ATP Festival 8th - 10th December / backstory

Something happened with Sonic Youth. Something that for many years made me feel very sad about Sonic Youth, that made me think that, contrary to what Glenn Branca states in the liner notes to last year’s reissue of their first EP, Sonic Youth did artistically sell out.

After the album Sister, each member of the band started getting more involved with (usually) experimental side projects and free improvised music collaborations with musicians outside the band. And at the same time the musical output of the Sonic Youth project - the music they put out under that name - got more and more straight-laced. Isn’t it fair to say (Your Honour) that the experimental intensity of Sonic Youth leaked out of the band through their individual (sometimes they collaborate with each other) side projects, leaving Sonic Youth as a band far less rich in ideas than thay were in their 80s heyday.

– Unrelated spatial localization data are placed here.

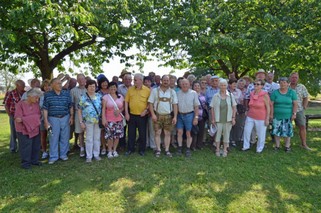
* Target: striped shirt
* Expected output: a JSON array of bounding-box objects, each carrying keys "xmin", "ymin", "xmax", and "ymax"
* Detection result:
[{"xmin": 42, "ymin": 90, "xmax": 73, "ymax": 117}]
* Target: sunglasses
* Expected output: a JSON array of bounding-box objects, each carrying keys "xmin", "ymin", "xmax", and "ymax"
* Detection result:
[{"xmin": 254, "ymin": 83, "xmax": 262, "ymax": 86}]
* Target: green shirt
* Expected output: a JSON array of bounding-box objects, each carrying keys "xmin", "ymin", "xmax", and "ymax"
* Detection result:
[
  {"xmin": 271, "ymin": 89, "xmax": 297, "ymax": 119},
  {"xmin": 219, "ymin": 99, "xmax": 228, "ymax": 123}
]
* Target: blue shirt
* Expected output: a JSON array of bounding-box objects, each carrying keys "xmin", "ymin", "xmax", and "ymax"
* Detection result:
[
  {"xmin": 205, "ymin": 87, "xmax": 219, "ymax": 106},
  {"xmin": 78, "ymin": 93, "xmax": 102, "ymax": 124},
  {"xmin": 42, "ymin": 90, "xmax": 73, "ymax": 117}
]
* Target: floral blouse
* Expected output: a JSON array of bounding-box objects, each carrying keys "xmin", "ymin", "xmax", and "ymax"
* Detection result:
[{"xmin": 78, "ymin": 93, "xmax": 102, "ymax": 124}]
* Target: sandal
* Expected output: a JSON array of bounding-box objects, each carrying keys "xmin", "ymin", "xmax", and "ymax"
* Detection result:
[
  {"xmin": 165, "ymin": 151, "xmax": 172, "ymax": 158},
  {"xmin": 155, "ymin": 150, "xmax": 161, "ymax": 158},
  {"xmin": 223, "ymin": 151, "xmax": 228, "ymax": 157},
  {"xmin": 215, "ymin": 150, "xmax": 220, "ymax": 157}
]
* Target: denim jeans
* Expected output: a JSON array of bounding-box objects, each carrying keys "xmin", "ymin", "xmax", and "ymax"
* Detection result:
[{"xmin": 48, "ymin": 115, "xmax": 70, "ymax": 161}]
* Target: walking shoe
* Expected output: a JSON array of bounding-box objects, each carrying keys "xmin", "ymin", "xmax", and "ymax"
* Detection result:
[
  {"xmin": 80, "ymin": 149, "xmax": 85, "ymax": 157},
  {"xmin": 222, "ymin": 151, "xmax": 228, "ymax": 157},
  {"xmin": 215, "ymin": 150, "xmax": 220, "ymax": 157},
  {"xmin": 48, "ymin": 160, "xmax": 56, "ymax": 165},
  {"xmin": 94, "ymin": 156, "xmax": 102, "ymax": 161},
  {"xmin": 165, "ymin": 151, "xmax": 172, "ymax": 158},
  {"xmin": 185, "ymin": 149, "xmax": 191, "ymax": 157},
  {"xmin": 86, "ymin": 158, "xmax": 92, "ymax": 163},
  {"xmin": 42, "ymin": 152, "xmax": 48, "ymax": 159},
  {"xmin": 301, "ymin": 145, "xmax": 312, "ymax": 151},
  {"xmin": 274, "ymin": 146, "xmax": 280, "ymax": 151},
  {"xmin": 285, "ymin": 147, "xmax": 291, "ymax": 152},
  {"xmin": 101, "ymin": 149, "xmax": 106, "ymax": 155},
  {"xmin": 61, "ymin": 157, "xmax": 68, "ymax": 161},
  {"xmin": 113, "ymin": 151, "xmax": 119, "ymax": 157},
  {"xmin": 155, "ymin": 150, "xmax": 161, "ymax": 158},
  {"xmin": 107, "ymin": 152, "xmax": 114, "ymax": 159}
]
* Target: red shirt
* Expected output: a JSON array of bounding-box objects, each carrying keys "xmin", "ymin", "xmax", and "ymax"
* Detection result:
[{"xmin": 4, "ymin": 89, "xmax": 25, "ymax": 115}]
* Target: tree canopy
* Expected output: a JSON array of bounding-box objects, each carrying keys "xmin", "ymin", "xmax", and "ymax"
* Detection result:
[{"xmin": 1, "ymin": 0, "xmax": 320, "ymax": 94}]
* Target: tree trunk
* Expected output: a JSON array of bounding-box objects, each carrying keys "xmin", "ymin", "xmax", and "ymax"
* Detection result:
[{"xmin": 37, "ymin": 60, "xmax": 53, "ymax": 80}]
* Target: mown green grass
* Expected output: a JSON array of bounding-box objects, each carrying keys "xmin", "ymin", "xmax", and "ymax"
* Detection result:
[{"xmin": 0, "ymin": 113, "xmax": 320, "ymax": 212}]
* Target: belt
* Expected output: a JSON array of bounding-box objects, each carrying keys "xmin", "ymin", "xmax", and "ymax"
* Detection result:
[
  {"xmin": 179, "ymin": 111, "xmax": 193, "ymax": 115},
  {"xmin": 51, "ymin": 114, "xmax": 67, "ymax": 118}
]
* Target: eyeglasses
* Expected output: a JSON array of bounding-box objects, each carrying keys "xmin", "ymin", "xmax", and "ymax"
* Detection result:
[{"xmin": 254, "ymin": 83, "xmax": 262, "ymax": 86}]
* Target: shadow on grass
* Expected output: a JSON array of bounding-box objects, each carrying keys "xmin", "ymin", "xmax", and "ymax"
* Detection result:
[{"xmin": 0, "ymin": 131, "xmax": 320, "ymax": 212}]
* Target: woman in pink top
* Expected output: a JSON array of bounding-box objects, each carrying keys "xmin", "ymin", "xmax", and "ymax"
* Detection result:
[
  {"xmin": 242, "ymin": 79, "xmax": 270, "ymax": 153},
  {"xmin": 14, "ymin": 88, "xmax": 43, "ymax": 169},
  {"xmin": 102, "ymin": 82, "xmax": 124, "ymax": 158}
]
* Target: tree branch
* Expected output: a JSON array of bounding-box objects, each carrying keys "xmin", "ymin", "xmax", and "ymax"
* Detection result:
[{"xmin": 50, "ymin": 35, "xmax": 97, "ymax": 69}]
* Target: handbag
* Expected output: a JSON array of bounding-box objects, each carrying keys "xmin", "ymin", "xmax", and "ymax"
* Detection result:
[
  {"xmin": 237, "ymin": 104, "xmax": 246, "ymax": 114},
  {"xmin": 86, "ymin": 93, "xmax": 104, "ymax": 128},
  {"xmin": 108, "ymin": 94, "xmax": 126, "ymax": 127}
]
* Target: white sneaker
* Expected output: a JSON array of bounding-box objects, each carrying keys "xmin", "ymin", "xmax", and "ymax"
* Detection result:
[
  {"xmin": 42, "ymin": 152, "xmax": 48, "ymax": 159},
  {"xmin": 113, "ymin": 151, "xmax": 119, "ymax": 158},
  {"xmin": 107, "ymin": 152, "xmax": 114, "ymax": 159},
  {"xmin": 101, "ymin": 149, "xmax": 106, "ymax": 155},
  {"xmin": 80, "ymin": 149, "xmax": 85, "ymax": 157},
  {"xmin": 61, "ymin": 157, "xmax": 68, "ymax": 161},
  {"xmin": 86, "ymin": 158, "xmax": 92, "ymax": 163},
  {"xmin": 94, "ymin": 156, "xmax": 102, "ymax": 161}
]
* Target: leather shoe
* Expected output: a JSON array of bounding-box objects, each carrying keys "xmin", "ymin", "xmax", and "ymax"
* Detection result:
[
  {"xmin": 139, "ymin": 151, "xmax": 145, "ymax": 156},
  {"xmin": 32, "ymin": 162, "xmax": 43, "ymax": 166}
]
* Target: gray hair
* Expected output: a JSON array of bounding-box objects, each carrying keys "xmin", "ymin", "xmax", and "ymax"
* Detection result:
[
  {"xmin": 134, "ymin": 73, "xmax": 144, "ymax": 81},
  {"xmin": 27, "ymin": 88, "xmax": 43, "ymax": 97},
  {"xmin": 219, "ymin": 78, "xmax": 228, "ymax": 86}
]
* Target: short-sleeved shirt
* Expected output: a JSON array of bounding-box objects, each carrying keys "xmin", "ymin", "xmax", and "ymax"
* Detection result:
[
  {"xmin": 70, "ymin": 86, "xmax": 87, "ymax": 110},
  {"xmin": 271, "ymin": 89, "xmax": 297, "ymax": 119},
  {"xmin": 125, "ymin": 85, "xmax": 150, "ymax": 115},
  {"xmin": 177, "ymin": 89, "xmax": 200, "ymax": 113},
  {"xmin": 245, "ymin": 83, "xmax": 272, "ymax": 100},
  {"xmin": 78, "ymin": 93, "xmax": 102, "ymax": 124},
  {"xmin": 291, "ymin": 84, "xmax": 308, "ymax": 112},
  {"xmin": 42, "ymin": 90, "xmax": 73, "ymax": 117},
  {"xmin": 103, "ymin": 94, "xmax": 124, "ymax": 122},
  {"xmin": 148, "ymin": 87, "xmax": 178, "ymax": 114}
]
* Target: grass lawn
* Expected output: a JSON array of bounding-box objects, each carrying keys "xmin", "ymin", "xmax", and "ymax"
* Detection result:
[{"xmin": 0, "ymin": 112, "xmax": 321, "ymax": 212}]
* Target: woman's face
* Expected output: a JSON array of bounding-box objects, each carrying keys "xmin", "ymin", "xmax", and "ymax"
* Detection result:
[
  {"xmin": 254, "ymin": 81, "xmax": 263, "ymax": 90},
  {"xmin": 109, "ymin": 85, "xmax": 117, "ymax": 94},
  {"xmin": 230, "ymin": 82, "xmax": 237, "ymax": 90},
  {"xmin": 29, "ymin": 95, "xmax": 40, "ymax": 103},
  {"xmin": 279, "ymin": 80, "xmax": 289, "ymax": 89},
  {"xmin": 43, "ymin": 83, "xmax": 51, "ymax": 92},
  {"xmin": 219, "ymin": 83, "xmax": 227, "ymax": 91},
  {"xmin": 200, "ymin": 80, "xmax": 207, "ymax": 89},
  {"xmin": 101, "ymin": 81, "xmax": 108, "ymax": 89},
  {"xmin": 238, "ymin": 81, "xmax": 245, "ymax": 89},
  {"xmin": 193, "ymin": 83, "xmax": 201, "ymax": 92},
  {"xmin": 87, "ymin": 84, "xmax": 96, "ymax": 93}
]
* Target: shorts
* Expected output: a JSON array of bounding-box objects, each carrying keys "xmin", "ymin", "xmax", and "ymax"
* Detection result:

The clearest proof of this is with the release of their SYR series, which apparently was an attempt by Sonic Youth to get back to “the good shit”. Though some fans rave about these discs, for me they are either obscure or mere noodling. I haven’t heard them all, to be honest. But why should there be a need to release a series of records on an indie label in parallel to the official Sonic Youth records coming out on Geffen – if the band had not sold out in the first place? Doesn’t the very existence of the SYR series prove that the band weren’t satisfied with their Geffen records?

OK. Now you should know that Sonic Youth, for me at least, are in their own category, because with records like EVOL and SISTER they achieved the balance of pop and experimentalism with an intensity unmatched by any other band. So I am very harsh on them as artists. Not as people. I have heard at least one member of the band say that they just simply wanted to carry on as a working band. I can’t take that right away from them and have no wish to. Of course they must change as they age. And why would they want to repeat their former glories year after year after year. Their old instruments were stolen. There are a lot of factors involved in this. I am realising that I have spent the last 20 years stuck in their glory years, wanting to remain there forever, putting the band on a pedestal and cursing them for not being able to make greater records since then. How sad. Everything changes.

I read something very revealing in Lee Ranaldo’s diaries, published a few years ago by Soft Skull Press. In the last entry in that book, as far as I remember, Lee writes that, having completed Daydream Nation, the band had achieved everything it had set out to do, and that everything from then on was ‘gravy’. [Is he talking about money?] That they had proved everything they needed to and had completed their mission underground, so to speak. They were then to turn their sights on the mainstream.

Taking this to be their true modus operandi after Daydream Nation, we can see Sonic Youth as having sought to take underground rock to the masses - which meant promoting not just themselves, but any bands they wanted people to hear.